O Fundo Monetário Internacional (FMI) reduziu suas projeções para o crescimento da economia global, citando a guerra comercial e, nos mercados emergentes, condições financeiras mais restritas e saída de capital. Para o Brasil, as estimativas deste ano caíram de 1,8% para 1,4%, por causa da greve dos caminhoneiros que paralisou o país.

Pelas estimativas revisadas do Panorama Econômico Mundial, a economia global deve crescer 3,7% este ano e em 2019. A projeção anterior era de 3,9%. Essa redução reflete, além da disputa comercial entre Estados Unidos e China, as altas de juros nas economias desenvolvidas, que pressionam emergentes, especialmente Brasil, Argentina, Turquia e África do Sul.

INFLAÇÃO DE 10.000.000%

Para América Latina, a previsão de crescimento este ano caiu de 1,6% para 1,2%. No ano que vem, recuou de 2,4% para 2,2%. O FMI destacou a severa recessão na Venezuela, cuja economia deve encolher 18% este ano, com inflação de 1.350.000%, com retração de mais 5,5% em 2019 e a alta de preços atingindo 10.000.000%.

Já a Argentina verá seu PIB recuar 2,6% este ano e 1,6% em 2019.

Os EUA crescerão menos devido à guerra comercial, afirmou em nota o economista-chefe do Fundo, Maurice Obstfeld.

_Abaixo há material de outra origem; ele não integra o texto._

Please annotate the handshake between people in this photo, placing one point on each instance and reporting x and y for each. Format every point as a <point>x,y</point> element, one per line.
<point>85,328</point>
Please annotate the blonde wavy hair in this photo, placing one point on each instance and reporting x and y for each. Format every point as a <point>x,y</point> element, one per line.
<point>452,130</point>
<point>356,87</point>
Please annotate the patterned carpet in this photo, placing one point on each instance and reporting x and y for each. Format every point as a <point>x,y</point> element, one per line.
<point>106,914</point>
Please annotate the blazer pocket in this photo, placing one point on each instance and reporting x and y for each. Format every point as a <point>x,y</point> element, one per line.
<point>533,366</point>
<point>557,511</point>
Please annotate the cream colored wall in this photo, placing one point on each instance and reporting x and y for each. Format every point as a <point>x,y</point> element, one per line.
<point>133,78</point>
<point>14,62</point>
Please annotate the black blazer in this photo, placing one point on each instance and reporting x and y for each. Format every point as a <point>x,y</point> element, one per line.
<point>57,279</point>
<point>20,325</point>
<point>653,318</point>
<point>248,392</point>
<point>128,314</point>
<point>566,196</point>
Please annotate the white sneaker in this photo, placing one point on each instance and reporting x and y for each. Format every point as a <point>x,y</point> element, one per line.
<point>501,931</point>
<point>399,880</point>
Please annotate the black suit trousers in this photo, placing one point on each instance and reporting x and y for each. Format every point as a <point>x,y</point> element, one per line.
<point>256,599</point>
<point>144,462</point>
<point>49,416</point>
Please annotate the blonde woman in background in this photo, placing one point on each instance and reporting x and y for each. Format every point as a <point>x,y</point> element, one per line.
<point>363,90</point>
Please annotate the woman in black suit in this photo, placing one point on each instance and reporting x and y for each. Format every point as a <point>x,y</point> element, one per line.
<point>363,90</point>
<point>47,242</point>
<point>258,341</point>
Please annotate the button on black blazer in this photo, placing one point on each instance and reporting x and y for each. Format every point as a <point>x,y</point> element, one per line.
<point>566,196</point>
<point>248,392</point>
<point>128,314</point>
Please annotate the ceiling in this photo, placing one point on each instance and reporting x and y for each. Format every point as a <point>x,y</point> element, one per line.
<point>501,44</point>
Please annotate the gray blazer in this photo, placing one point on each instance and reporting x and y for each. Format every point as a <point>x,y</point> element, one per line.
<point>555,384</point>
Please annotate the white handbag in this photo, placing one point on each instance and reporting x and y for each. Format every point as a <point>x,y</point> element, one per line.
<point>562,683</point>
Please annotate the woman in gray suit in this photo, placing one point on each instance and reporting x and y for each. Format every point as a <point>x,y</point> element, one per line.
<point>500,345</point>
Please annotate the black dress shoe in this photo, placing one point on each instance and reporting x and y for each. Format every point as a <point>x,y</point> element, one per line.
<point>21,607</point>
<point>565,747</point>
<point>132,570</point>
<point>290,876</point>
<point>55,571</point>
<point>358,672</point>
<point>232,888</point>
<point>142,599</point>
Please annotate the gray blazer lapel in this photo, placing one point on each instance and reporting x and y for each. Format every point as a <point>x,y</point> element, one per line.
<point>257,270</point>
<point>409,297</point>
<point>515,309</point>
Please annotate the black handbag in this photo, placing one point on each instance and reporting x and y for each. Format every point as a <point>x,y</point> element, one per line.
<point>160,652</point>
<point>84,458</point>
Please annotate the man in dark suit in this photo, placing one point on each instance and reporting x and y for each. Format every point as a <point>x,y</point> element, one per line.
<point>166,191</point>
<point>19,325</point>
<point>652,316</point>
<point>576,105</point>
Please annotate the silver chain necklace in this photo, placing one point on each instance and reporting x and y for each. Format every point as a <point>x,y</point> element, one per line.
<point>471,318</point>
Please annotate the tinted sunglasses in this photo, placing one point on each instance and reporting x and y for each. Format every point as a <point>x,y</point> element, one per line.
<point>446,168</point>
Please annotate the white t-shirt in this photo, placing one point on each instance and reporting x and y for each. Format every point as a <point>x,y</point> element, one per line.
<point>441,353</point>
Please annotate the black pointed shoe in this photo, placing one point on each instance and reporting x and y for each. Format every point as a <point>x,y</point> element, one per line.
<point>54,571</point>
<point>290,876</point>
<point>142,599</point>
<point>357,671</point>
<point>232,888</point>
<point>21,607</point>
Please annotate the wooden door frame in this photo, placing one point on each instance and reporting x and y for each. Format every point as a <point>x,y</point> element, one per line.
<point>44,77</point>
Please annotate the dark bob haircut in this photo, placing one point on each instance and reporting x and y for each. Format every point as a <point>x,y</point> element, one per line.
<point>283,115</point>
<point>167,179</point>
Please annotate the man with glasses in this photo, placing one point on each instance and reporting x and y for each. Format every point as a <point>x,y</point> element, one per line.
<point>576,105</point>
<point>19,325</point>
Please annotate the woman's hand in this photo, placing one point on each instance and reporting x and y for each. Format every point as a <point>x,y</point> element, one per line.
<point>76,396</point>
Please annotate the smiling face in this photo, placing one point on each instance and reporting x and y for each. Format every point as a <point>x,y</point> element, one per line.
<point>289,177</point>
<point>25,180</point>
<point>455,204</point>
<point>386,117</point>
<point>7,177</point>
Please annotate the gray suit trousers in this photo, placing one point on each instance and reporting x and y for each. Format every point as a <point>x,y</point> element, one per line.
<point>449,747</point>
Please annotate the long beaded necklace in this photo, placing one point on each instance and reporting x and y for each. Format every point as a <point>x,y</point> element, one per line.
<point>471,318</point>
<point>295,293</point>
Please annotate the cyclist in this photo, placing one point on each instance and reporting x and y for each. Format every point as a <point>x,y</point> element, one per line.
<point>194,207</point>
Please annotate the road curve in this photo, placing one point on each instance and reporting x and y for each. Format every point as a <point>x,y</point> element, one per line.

A economia americana deve crescer 2,5% em 2019 — a projeção anterior era de 2,7%. A estimativa para a China recuou de 6,7% para 6,4%. Para este ano, as previsões foram mantidas em 2,9% (EUA) e 6,6% (China).

“A suscetibilidade a choques globais aumentou”, disse Obstfeld. “Qualquer reversão brusca nos países emergentes representaria uma ameaça significativa para as economias avançadas.”